Em face das razões aduzidas, o Sr. Ministro do Comércio resolveu criá-la.

Quanto a Gouveia, o Sr. Ministro do Comércio aguarda o momento de transformar a sua escola primária superior em escola comercial e industrial...

O Sr. Pires do Vale: — É uma curiosa maneira de transformar, essa de extinguir em Gouveia e criar em Seia.

O Orador: — V. Exa. pode tirar as conclusões que quiser.

O que é lamentável é que a Câmara esteja perdendo tanto tempo com questões de tam reduzida importância.

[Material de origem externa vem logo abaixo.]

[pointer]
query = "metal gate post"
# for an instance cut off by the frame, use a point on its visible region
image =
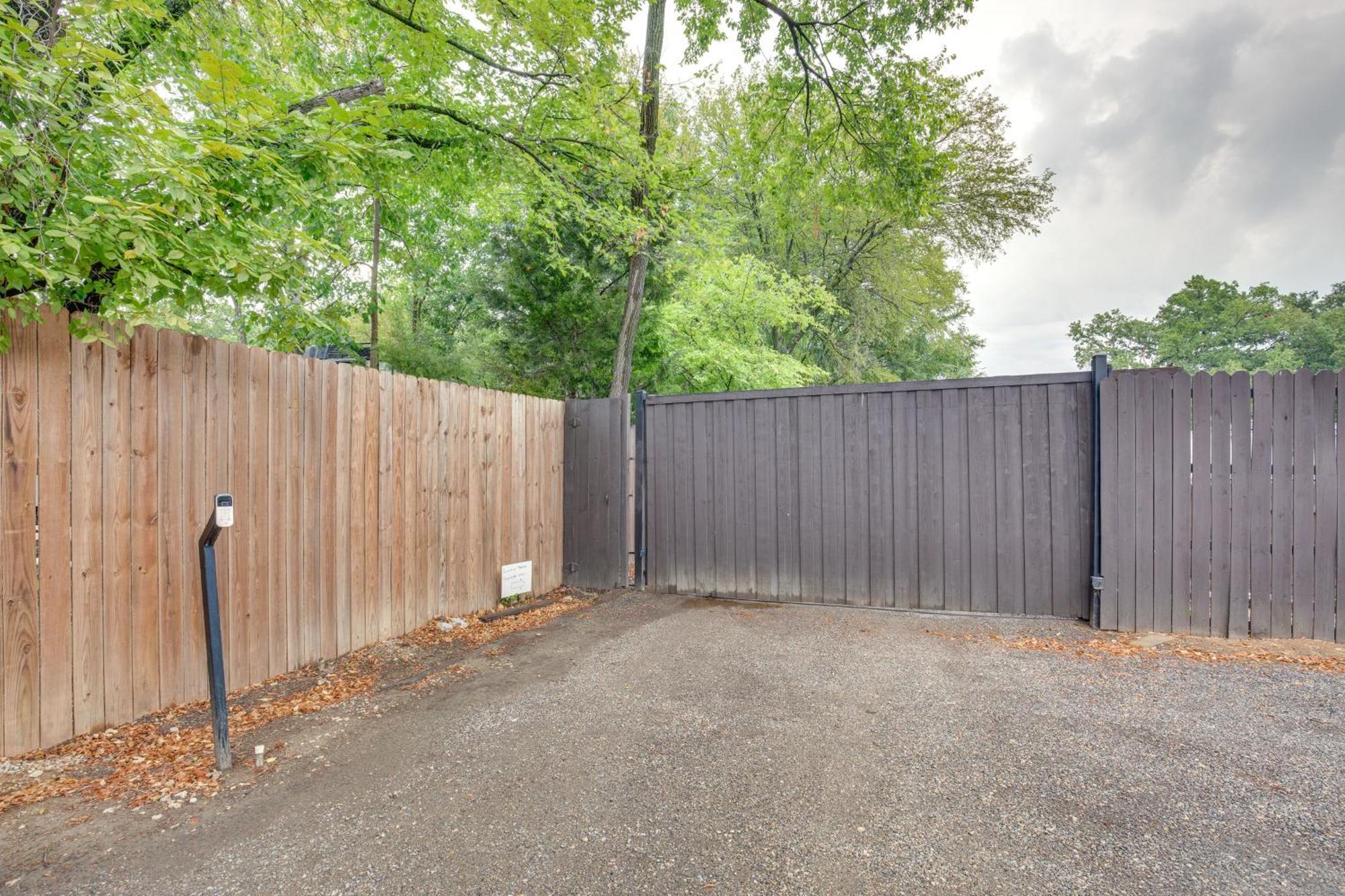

O meu procedimento neste lugar não se amolda aos desejos ou interêsses dos meus eleitores, mas sim aos desejos e interêsses da Nação.

Que fique isto bem assente.

Falou o Sr. Pires do Vale na desconsideração que, no entender de S. Exa. a} houve com a memória do insigne republicano Sr. Pedro Boto Machado.

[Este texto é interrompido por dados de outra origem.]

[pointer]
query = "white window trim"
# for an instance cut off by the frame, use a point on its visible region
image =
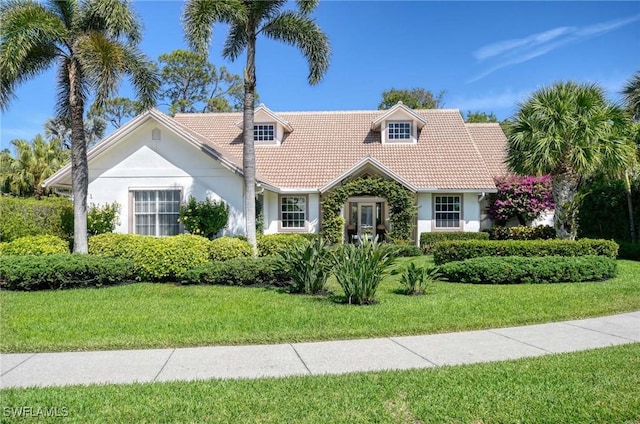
(266, 142)
(460, 226)
(303, 229)
(132, 212)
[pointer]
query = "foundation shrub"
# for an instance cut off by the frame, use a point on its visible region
(36, 245)
(428, 240)
(450, 251)
(273, 244)
(529, 270)
(55, 272)
(154, 258)
(226, 248)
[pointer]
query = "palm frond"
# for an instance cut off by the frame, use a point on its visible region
(301, 31)
(113, 18)
(199, 16)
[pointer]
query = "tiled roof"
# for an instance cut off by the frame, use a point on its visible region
(492, 144)
(324, 145)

Não vale a pena desfazer a insinuação.

Sou republicano há muito tempo, do tempo em que para se ser republicano era preciso ter espírito de sacrifício.

Lutei com muitas dificuldades para manter através de tudo o meu credo político.

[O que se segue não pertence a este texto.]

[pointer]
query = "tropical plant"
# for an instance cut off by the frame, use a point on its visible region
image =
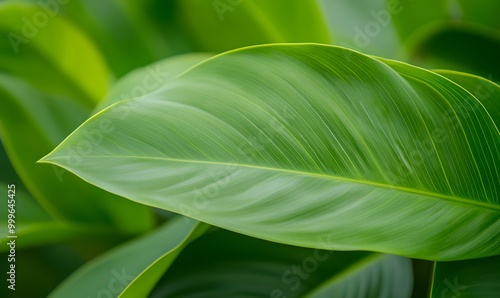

Não podia, por isso, ter qualquer gesto de desconsideração para republicanos, sobretudo pára republicanos da categoria do Sr. Pedro Boto Machado.

Termino, Sr. Presidente, absolutamente convencido de que nesta questão agi com imparcialidade e com justiça.

A melhor prova de que assim é, está no telegrama que me foi enviado pelos próprios patrícios do Sr. Pires do Vaie.

Tenho dito.

O orador não reviu.

O Sr. Ministro do Comércio e Comunicações (Pires Monteiro): — Sr. Presidente: antes de responder às considerações há pouco feitas pelo Sr. Pires do Vale, mando para a Mesa uma proposta de abertura de crédito para a qual requeiro urgência.

Sr. Presidente: a questão do ensino técnico em Portugal tem-me merecido desde a primeira hora em que tive a honra do entrar no Ministério do Comércio a mais cuidada atenção.

Foi assim que, pela primeira vez no nosso País, os professores de todas as escolas técnicas de Lisboa, elementares, médias e superiores, se reuniram numa sessão sob a presidência do Chefe do Estado.

As escolas primárias superiores foram extintas e, em conseqüência dessa extinção, os professores dessas escolas ficaram adidos, e, segundo o sistema estabelecido, e que se chama o respeito pelos direitos adquiridos, ficaram recebendo os seus vencimentos, menos o exercício.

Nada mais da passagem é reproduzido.